In both The Bloody Red Baron (volume 2 of Anno Dracula series) by Kim Newman and the novel I, Vampire by Michael Romkey, he has become a vampire. In the former, he is the British monarch during the First World War. The Prince of Mirrors by Alan Robert Clark is a historical novel which closely follows the factual trajectory of Albert Victor's documented life, and imaginatively interweaves how that life might have been emotionally. Two DC Comics series published as part of its Elseworlds imprint feature Prince Albert ("Eddy") as a minor character: Gotham by Gaslight and Wonder Woman: Amazonia.
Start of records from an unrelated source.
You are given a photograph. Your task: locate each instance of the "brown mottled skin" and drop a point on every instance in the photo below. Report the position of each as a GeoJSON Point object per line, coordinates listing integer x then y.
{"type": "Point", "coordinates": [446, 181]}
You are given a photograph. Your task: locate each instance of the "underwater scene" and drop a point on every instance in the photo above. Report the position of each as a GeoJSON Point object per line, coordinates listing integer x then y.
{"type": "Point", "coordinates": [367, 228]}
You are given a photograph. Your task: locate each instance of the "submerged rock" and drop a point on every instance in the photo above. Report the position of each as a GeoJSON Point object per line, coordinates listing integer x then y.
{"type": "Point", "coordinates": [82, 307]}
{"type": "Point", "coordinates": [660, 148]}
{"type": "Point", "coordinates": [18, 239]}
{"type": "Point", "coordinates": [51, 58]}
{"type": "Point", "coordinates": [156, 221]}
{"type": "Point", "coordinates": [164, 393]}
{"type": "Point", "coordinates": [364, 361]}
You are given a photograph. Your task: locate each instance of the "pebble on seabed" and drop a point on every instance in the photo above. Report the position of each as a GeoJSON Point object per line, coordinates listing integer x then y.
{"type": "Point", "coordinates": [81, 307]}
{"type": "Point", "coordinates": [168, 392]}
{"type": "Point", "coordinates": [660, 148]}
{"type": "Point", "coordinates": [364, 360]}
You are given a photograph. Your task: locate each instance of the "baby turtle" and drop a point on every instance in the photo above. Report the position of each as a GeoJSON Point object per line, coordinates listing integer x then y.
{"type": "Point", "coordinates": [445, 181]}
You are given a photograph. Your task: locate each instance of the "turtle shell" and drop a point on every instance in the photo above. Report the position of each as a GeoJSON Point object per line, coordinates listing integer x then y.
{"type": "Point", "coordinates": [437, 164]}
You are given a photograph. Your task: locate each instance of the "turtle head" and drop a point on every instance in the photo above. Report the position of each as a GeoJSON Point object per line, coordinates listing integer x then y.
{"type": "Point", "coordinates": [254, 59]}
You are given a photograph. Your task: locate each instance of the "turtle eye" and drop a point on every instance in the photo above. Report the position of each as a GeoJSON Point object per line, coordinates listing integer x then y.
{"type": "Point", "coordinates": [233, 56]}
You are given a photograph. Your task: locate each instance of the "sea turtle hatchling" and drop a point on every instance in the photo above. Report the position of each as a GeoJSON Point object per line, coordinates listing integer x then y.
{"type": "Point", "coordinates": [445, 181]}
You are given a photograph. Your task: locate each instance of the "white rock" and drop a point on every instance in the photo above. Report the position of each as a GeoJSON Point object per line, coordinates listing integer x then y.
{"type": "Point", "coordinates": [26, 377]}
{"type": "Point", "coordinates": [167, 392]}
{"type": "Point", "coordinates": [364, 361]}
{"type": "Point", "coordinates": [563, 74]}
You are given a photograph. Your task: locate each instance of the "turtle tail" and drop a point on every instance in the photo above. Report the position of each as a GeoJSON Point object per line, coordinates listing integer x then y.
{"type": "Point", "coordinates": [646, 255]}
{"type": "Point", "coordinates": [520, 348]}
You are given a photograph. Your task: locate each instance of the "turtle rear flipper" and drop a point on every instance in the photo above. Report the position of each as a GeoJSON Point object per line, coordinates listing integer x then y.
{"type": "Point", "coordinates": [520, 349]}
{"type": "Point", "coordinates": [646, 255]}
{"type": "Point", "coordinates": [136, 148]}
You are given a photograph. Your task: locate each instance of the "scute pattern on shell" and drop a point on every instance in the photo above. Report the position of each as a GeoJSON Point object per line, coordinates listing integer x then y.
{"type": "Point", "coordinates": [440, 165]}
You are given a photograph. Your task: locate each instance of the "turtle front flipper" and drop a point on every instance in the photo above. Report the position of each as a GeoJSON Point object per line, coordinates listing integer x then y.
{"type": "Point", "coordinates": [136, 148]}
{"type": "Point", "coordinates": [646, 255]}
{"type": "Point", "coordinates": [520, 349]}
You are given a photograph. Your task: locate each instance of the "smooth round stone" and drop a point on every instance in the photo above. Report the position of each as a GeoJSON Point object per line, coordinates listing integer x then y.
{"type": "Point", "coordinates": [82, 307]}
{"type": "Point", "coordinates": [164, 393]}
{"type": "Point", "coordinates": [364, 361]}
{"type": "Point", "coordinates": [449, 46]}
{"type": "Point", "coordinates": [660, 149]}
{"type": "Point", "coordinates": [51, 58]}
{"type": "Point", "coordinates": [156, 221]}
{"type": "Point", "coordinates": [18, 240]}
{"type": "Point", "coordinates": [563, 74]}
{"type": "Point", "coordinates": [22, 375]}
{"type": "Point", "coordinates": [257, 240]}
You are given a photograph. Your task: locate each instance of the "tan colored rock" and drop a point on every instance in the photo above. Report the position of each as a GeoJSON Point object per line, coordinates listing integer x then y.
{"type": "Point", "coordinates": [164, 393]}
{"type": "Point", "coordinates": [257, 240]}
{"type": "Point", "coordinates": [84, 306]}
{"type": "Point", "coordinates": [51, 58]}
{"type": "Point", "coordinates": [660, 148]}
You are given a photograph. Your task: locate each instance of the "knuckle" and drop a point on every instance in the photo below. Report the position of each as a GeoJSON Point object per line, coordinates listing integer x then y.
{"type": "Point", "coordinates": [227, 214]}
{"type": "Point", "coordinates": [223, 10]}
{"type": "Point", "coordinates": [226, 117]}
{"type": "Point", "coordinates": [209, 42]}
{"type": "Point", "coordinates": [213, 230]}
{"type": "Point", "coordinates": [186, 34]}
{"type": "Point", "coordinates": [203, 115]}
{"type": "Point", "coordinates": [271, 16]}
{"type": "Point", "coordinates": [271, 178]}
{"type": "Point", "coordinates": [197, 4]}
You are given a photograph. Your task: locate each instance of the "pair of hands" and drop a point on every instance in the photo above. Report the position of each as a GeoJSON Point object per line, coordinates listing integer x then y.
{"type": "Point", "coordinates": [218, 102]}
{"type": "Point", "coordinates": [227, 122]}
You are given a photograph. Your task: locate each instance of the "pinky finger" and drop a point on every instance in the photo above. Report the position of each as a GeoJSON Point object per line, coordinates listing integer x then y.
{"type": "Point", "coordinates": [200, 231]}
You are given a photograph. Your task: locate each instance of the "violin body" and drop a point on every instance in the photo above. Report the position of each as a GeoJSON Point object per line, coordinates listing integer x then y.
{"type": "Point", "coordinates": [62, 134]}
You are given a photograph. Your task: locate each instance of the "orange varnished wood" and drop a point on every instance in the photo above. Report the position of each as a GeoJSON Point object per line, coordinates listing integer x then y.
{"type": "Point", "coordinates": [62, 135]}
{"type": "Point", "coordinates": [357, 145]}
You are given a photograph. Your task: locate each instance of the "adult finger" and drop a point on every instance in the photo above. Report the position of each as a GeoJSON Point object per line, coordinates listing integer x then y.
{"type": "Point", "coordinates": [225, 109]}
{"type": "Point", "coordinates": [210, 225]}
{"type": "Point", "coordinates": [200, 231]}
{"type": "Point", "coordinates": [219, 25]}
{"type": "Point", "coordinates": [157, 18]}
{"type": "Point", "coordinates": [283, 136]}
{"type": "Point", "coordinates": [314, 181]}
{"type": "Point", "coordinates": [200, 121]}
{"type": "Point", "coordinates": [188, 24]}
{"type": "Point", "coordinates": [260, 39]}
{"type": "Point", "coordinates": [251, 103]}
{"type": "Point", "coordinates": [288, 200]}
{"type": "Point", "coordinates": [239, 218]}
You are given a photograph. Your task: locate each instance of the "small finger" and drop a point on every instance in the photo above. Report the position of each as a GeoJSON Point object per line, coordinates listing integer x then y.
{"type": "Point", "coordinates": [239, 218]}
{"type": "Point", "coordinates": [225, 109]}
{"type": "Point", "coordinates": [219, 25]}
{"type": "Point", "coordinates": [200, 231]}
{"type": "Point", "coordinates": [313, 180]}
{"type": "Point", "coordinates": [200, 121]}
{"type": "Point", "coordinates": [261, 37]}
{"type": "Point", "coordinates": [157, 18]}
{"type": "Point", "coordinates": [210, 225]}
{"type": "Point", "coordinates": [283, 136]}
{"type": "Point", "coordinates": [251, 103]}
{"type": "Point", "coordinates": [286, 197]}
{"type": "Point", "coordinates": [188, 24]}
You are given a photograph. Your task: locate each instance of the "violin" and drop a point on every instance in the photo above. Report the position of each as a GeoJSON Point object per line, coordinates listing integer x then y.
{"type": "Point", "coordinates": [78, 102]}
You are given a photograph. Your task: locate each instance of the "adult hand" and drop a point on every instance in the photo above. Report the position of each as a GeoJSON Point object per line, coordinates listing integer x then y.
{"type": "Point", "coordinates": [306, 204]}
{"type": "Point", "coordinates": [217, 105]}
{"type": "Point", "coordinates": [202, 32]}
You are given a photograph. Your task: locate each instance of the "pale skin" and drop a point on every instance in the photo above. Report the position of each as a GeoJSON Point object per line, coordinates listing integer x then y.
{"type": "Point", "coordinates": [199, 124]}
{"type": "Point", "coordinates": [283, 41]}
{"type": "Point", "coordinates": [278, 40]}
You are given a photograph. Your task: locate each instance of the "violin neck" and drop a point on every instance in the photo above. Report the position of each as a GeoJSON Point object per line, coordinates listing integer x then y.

Titles, styles, honours and arms

Titles and styles

  • 8 January 1864 – 24 May 1890: His Royal Highness Prince Albert Victor of Wales
  • 24 May 1890 – 14 January 1892: His Royal Highness The Duke of Clarence and Avondale

The Duke of Clarence's full style, as proclaimed at his funeral by Garter King of Arms, was: "[the] Most High, Mighty, and Illustrious Prince Albert Victor Christian Edward, Duke of Clarence and Avondale, Earl of Athlone, Duke of Saxony, Prince of Saxe-Coburg and Gotha, Knight of the Most Noble Order of the Garter, Knight of the Most Illustrious Order of Saint Patrick".

Honours

British honours

  • KG: Royal Knight of the Most Noble Order of the Garter, 3 September 1883
  • KP: Extra Knight of the Most Illustrious Order of Saint Patrick, 28 June 1887
  • ADC: Personal Aide-de-Camp to the Queen, 21 June 1887
  • LLD: Doctor of Laws, University of Dublin, 1887
  • LLD: Doctor of Laws, University of Cambridge, 1888
  • Sub-Prior of the Venerable Order of Saint John of Jerusalem, 1888

Foreign honours

  • Netherlands Grand Cross of the Order of the Netherlands Lion
  • Kingdom of Portugal Grand Cross of the Royal Military Order of the Tower and Sword, 5 March 1885
  • Restoration (Spain) Grand Cross of the Royal and Distinguished Order of Charles III, with Collar, 23 January 1885
  • Ottoman Empire Order of Osmanieh, 1st Class in Diamonds
  • Kingdom of Romania Grand Cross of the Order of the Star of Romania
  • Kingdom of Italy Knight of the Supreme Order of the Most Holy Annunciation, 8 January 1885
  • Empire of Brazil Grand Cross of the Order of the Southern Cross
  • Saxe-Coburg and Gotha Duchy of Saxe-Altenburg Saxe-Meiningen Grand Cross of the Saxe-Ernestine House Order, 1883
  • Grand Duchy of Hesse Grand Cross of the Grand Ducal Hessian Order of Ludwig, 30 April 1884
  • Saxe-Weimar-Eisenach Grand Cross of the Order of the White Falcon, 1885
  • Denmark Knight of the Order of the Elephant, 11 October 1883
  • Sweden Norway Knight of the Royal Order of the Seraphim, 8 January 1885
  • Knight of the Order of the Black Eagle, 8 January 1885
  • Belgium Grand Cordon of the Order of Leopold, 1885
  • Austrian Empire Kingdom of Hungary Grand Cross of the Royal Hungarian Order of Saint Stephen, 1887

Military

Coat of Arms of Albert, Duke of Clarence and Avondale
Prince Albert Victor's coat of arms

Honorary military appointments

British

  • British Raj Honorary Colonel, 4th Regiment, Bengal Infantry
  • British Raj Honorary Colonel, 4th Bombay Cavalry
  • British Raj Honorary Colonel, 1st Punjab Cavalry
  • Honorary Colonel, Third City of London Rifle Volunteer Corps (7th (City of London) Battalion, London Regiment) 1890–92

Arms

With his dukedom, Albert Victor was granted a coat of arms, being the royal arms of the United Kingdom, differenced by an inescutcheon of the arms of Saxony and a label of three points argent, the centre point bearing a cross gules.